A rare decision since Barça optioned their influential shtick on the pitch whilst that other paragon of perfection Guardiola animatedly demanded a red card off it. Irked by the feign agony routine, Milan then started to inflict some brutal challenges to remind brittle Barcelona of what defines pain.
Maybe José Mourinho wasn’t that outlandish when he speculated on the good fortune his bête noire are invariably afforded. The blackout over Barcelona’s iffy luck further illustrates how their brand of football has beguiled their sycophantic audience into a lucid reverie. It’s brainwashing Sir Alex Ferguson would love to exact on Her Majesty’s Press.
Then there’s one of football’s Ringo Starrs, Eric Abidal, who has somehow engineered a successful career at a massive club despite glaring shortcomings as far back as the 2006 World Cup. Last night Robinho failed to punish his dithering but then the one-time Fresh Prince of Fratton Park, Kevin P Boateng, did with aplomb.
Abidal however, had a tumour removed from his lung this year, which automatically enables him to masquerade as someone untouchable. Many football folk would have been pleased to see him lift the European Cup final as Barça captain in a commendable gesture of goodwill, but it shouldn’t mask how egregious he is.

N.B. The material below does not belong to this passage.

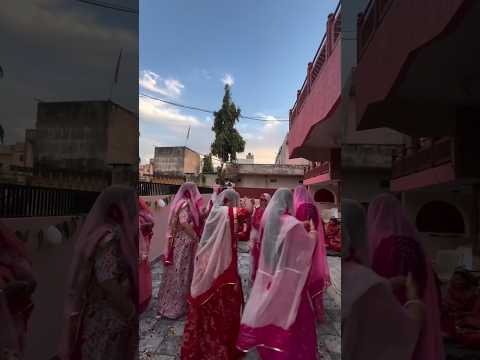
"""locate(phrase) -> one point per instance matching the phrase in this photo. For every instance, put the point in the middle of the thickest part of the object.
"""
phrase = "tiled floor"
(161, 339)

Barcelona really aren’t that engaging either. In fact, their Tiki-taka style is quite boring. Alan Hansen, highlighting BBC football pundits’ detachment from reality, stated how Spain were the ‘most exciting side’ at the 2010 World Cup. The three other semi-finalists trumped them in the excitement stakes, and parallels are rising at club level now that Bayern Munich and Manchester City are appealingly gung-ho.
Forget about Barcelona taking on Stoke City on a cold Tuesday night, send Madrid over to obliterate the hairy Potters in Movember. Mourinho can flick that f*****g annoying cap off of Tony Pulis’ head too as his free-flowing and aggressive side use a blowtorch to go through the Potteries' butter, as opposed to Barça’s slow yet sharp knife.